So, $ACK(x)$ is not majored by any function in the Ackermann sequence, a fundamental property of \PRF, so $ACK(x)$ is a computable, total function, which is not \PRF.
\section{Recursive functions}
In the previous section we just proved that there exists total functions which are not primitive recursive. In this section we add a new operator in order to define a new family of functions, which will be called recursive functions.
\subsection{The minimizer}
We add to the previous constructors (namelly, the composition and the recursion), a new operator, called {\em the minimizer}.
\paragraph{The minimizer} Given $f^{(n+1)}$, we say that $g^{(n)}$ is constructed by minimization of $f$, notation $M[f]$ if
$$g^{(n)}(X)=M[f](X)=\mu_t(f(t,X)=0)$$
That is, $g(X)$ is the minimum $t$ such that $f(t,X)=0$.

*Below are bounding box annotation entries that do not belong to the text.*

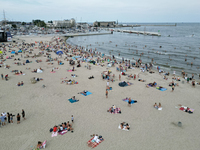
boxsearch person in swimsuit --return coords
[22,109,26,120]
[16,113,21,124]
[10,114,13,124]
[7,112,10,123]
[172,85,174,92]
[128,97,131,107]
[37,141,42,149]
[106,90,108,98]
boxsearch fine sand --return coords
[0,36,200,150]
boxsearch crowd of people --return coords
[0,109,26,126]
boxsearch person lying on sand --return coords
[31,69,37,73]
[138,79,146,82]
[78,90,88,96]
[120,122,130,130]
[88,76,94,79]
[169,81,179,86]
[37,141,42,149]
[163,76,168,80]
[153,103,158,109]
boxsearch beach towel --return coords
[109,107,121,114]
[68,98,78,103]
[179,106,194,113]
[118,124,131,131]
[51,132,58,137]
[147,84,153,87]
[156,87,167,91]
[81,91,92,96]
[58,129,68,135]
[87,137,104,148]
[122,99,135,104]
[119,82,128,87]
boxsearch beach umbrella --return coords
[56,51,63,55]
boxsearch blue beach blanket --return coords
[68,99,78,103]
[81,91,92,96]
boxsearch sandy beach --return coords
[0,36,200,150]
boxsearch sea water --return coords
[67,23,200,78]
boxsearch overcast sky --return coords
[0,0,200,23]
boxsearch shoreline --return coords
[0,37,200,150]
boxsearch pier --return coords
[62,31,113,37]
[109,29,161,36]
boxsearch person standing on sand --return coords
[22,109,26,120]
[119,74,121,81]
[172,85,174,92]
[71,115,74,123]
[16,113,21,124]
[128,97,131,107]
[106,90,108,98]
[5,74,8,81]
[107,80,109,87]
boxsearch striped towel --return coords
[87,137,104,148]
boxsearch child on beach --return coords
[71,115,74,123]
[172,85,174,92]
[106,90,108,98]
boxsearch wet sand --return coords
[0,36,200,150]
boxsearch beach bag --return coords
[49,128,53,132]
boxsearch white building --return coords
[51,18,76,28]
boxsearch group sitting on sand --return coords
[87,134,103,147]
[146,81,157,87]
[120,122,130,130]
[78,90,88,96]
[153,103,162,110]
[17,81,24,86]
[50,121,73,133]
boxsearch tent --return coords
[56,51,63,55]
[119,82,128,87]
[37,69,43,73]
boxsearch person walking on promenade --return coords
[22,109,26,120]
[106,90,108,98]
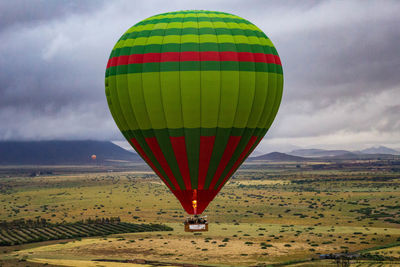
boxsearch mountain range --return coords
[0,140,400,165]
[0,140,142,165]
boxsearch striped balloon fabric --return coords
[105,11,283,214]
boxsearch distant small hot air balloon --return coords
[105,11,283,218]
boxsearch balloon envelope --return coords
[105,11,283,214]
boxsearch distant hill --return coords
[360,146,400,155]
[249,152,307,161]
[288,149,351,158]
[321,152,400,160]
[0,141,142,165]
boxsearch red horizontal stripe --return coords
[107,51,281,68]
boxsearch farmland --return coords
[0,160,400,266]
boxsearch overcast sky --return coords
[0,0,400,152]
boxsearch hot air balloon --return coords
[105,11,283,222]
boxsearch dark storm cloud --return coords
[0,0,400,151]
[0,0,103,31]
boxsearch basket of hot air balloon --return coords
[105,11,283,232]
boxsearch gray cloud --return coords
[0,0,400,150]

\paragraph{Example} We define the partial function $root$ such that $root(x)=\sqrt{x}$. Notice that this function is not defined for values of $x$ such that $\sqrt{x}\notin\N$.

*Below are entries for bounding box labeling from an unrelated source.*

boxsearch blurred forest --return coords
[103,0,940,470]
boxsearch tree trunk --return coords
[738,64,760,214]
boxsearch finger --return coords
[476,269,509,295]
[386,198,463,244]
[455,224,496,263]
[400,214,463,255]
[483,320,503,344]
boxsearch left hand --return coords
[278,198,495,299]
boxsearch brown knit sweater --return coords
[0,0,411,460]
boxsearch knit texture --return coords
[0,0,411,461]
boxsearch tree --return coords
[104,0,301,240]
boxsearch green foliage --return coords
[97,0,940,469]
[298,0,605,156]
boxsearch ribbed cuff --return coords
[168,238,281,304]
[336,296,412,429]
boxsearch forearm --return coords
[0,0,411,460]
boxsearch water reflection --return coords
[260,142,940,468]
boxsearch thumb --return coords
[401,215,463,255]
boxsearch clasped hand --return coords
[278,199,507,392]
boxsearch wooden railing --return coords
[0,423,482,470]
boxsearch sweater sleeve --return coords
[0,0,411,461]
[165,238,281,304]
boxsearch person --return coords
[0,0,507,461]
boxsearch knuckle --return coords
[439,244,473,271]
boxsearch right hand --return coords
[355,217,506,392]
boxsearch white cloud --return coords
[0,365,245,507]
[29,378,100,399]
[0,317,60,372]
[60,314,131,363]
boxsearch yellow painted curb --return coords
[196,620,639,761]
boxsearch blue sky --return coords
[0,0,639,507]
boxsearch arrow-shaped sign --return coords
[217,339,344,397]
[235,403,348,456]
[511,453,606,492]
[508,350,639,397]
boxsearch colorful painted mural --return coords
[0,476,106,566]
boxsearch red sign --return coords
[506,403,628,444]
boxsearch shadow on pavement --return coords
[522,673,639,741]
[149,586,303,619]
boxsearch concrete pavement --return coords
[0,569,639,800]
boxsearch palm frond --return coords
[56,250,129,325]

$$root(x)=\sqrt(x)=\min\{t\in\N~|~t^2=x\}$$
Notice that
$$t^2=x\iff E(t^2,x)=1\iff \D(E(t^2,x))=0$$
where $\D(x)\stackrel{def}{=}1$ if $x=0$ or $0$ in other case (\cf\ exercise sheet).
\noindent Then $g(x)=\mu_t(\D(E(t^2,x))=0)=M[\Phi[\D,\Phi[E,\Phi[\Pi,u_1^{(2)},u_1^{(2)}],u_2^{(2)}]]](x)$
\medskip
Now we can define the recursive functions.
\paragraph{Recursive functions} We define inductively the set \RF\ of recursive functions as follows
\begin{enumerate}
\item If $f\in\PRF$ then $f\in\RF$
\item If $f^{(n)}\in\RF$, then $g^{(n-1)}=M[f]\in\RF$.
\item No other functions are in \RF.
\end{enumerate}
\section{The Church thesis}
\paragraph{Church Thesis}{\em A function of positive integers is effectively calculable only if recursive}
This thesis, formulated by Alonso Church, is equivalent to the one presented in section \ref{sec:TuringTesis}. What we are saying is, every computable function (in terms of Turing Machines as defined in the previous chapter) is in \RF.
\section{Beyond \RF}
Are there natural functions which are not \RF? According to the Turing-Church thesis it is equivalent to ask if there are non-calculable natural functions. The answer is YES.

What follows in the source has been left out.